Hannah sat in Aunt Fae’s Volkswagen on Main Street, debating where to go next. On one hand, if she went back up to Brackenhill, she had the whole night ahead of her. She could go sit at Pinker’s. She could go to Wyatt’s.
Her thoughts zinged around like Ping-Pong balls. She cruised Main Street twice. The teenagers would start coming out, walking up and down the main drag. Visiting Jinny just to say hi.
Buck, who owned the hardware store, and Bo, who lived upstairs, had already set up lawn chairs on the front stoop, and Buck flipped the store sign to closed, as they’d done every summer night since Hannah was a kid. Hannah could hear the hiss-pop of a Bud Light from across the street. She turned off Main Street and headed down toward West.
Hannah rubbed the letter between her index finger and thumb. She felt drawn to the little brown house, to Warren. To see where Ellie had grown up, the misery she’d lived in. What had compelled her to push a child? Hannah felt sick.

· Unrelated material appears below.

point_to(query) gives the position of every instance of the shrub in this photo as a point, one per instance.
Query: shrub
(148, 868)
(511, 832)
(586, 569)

Warren would probably be at Pinker’s, and she knew she had to stay far away from there. Three visits in a week might get her killed. She edged the Volkswagen down Henley Avenue, which ran perpendicular to West Street, and could see Warren’s truck parked in front of the house. What was he doing home? Hannah’s pulse picked up, a staccato beat.
Hannah cut back and came up to the left of the house, past Lila’s, up the alley. She pulled behind the small shed in back of Lila’s and threw the car in park.
It was reckless. And probably stupid. If he found her, who knew what he’d do. She thought, briefly, about showing him the letter. What would he say? What would he think? Did he know it existed? It seemed unlikely.
Hannah eased out of the Volkswagen, shutting the door quietly behind her. She looked around—it was probable that someone was watching her from behind parted curtains. In Rockwell, watching the street was a pastime.
In back of Warren’s, on the corner of the property, sat an old outhouse. Hannah stood behind it, catching her breath, trying to organize her thoughts.
What exactly did she hope to find here? She wasn’t sure, but it felt safer, more comforting, to be standing behind an old shit house in Warren’s backyard than to go back to Brackenhill, alone, again.
The back screen door creaked open and shut. Hannah’s throat constricted, and she squeezed her eyes shut, willing herself to become invisible. She pressed her back flush against the splintered wood. A woman’s voice. And Warren.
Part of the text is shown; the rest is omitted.